Practical experience backs up what’s clear from thousands of reactions: the value of a compound shows up in how often it gets picked by researchers and the kinds of projects that keep coming back to it. 2-Benzylpyridine-3-carboxylate fits this mold. Its core structure gives room for chemical creativity, making complex transformations easier to achieve. With a record of reliable behavior on the bench and a role in cutting-edge discovery, it fills a niche for labs looking for both performance and flexibility.
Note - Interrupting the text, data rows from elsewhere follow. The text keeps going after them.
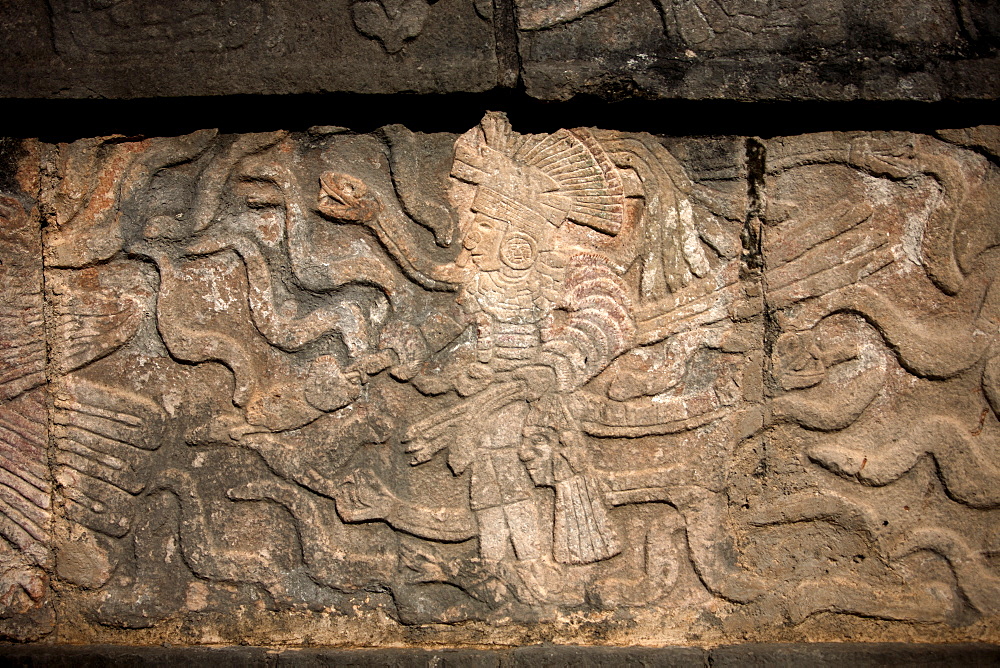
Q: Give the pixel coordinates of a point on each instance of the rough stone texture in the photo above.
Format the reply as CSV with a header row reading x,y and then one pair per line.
x,y
581,387
778,655
139,48
690,49
761,49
Success in experimental design often comes down to having the right foundations. It’s not always the flashiest molecule or the one with the longest pedigree that breaks new ground, but one that stays reliable in difficult conditions, adapts easily to different reaction types, and leaves room for new ideas. From my own years in the lab, those qualities keep research moving forward and keep teams coming back to familiar tools that make the next breakthrough a little closer.
Updates from current literature and lab networks suggest interest in 2-benzylpyridine-3-carboxylate continues to grow. Researchers exploring new target areas—like green energy materials, smart drug delivery, or advanced imaging—will likely find more uses for this framework. Sharing real-life results, both successes and failures, will help unlock its potential for even broader fields. Chemistry never stands still, and compounds that earn trust through time and application often form the backbone of tomorrow’s discoveries.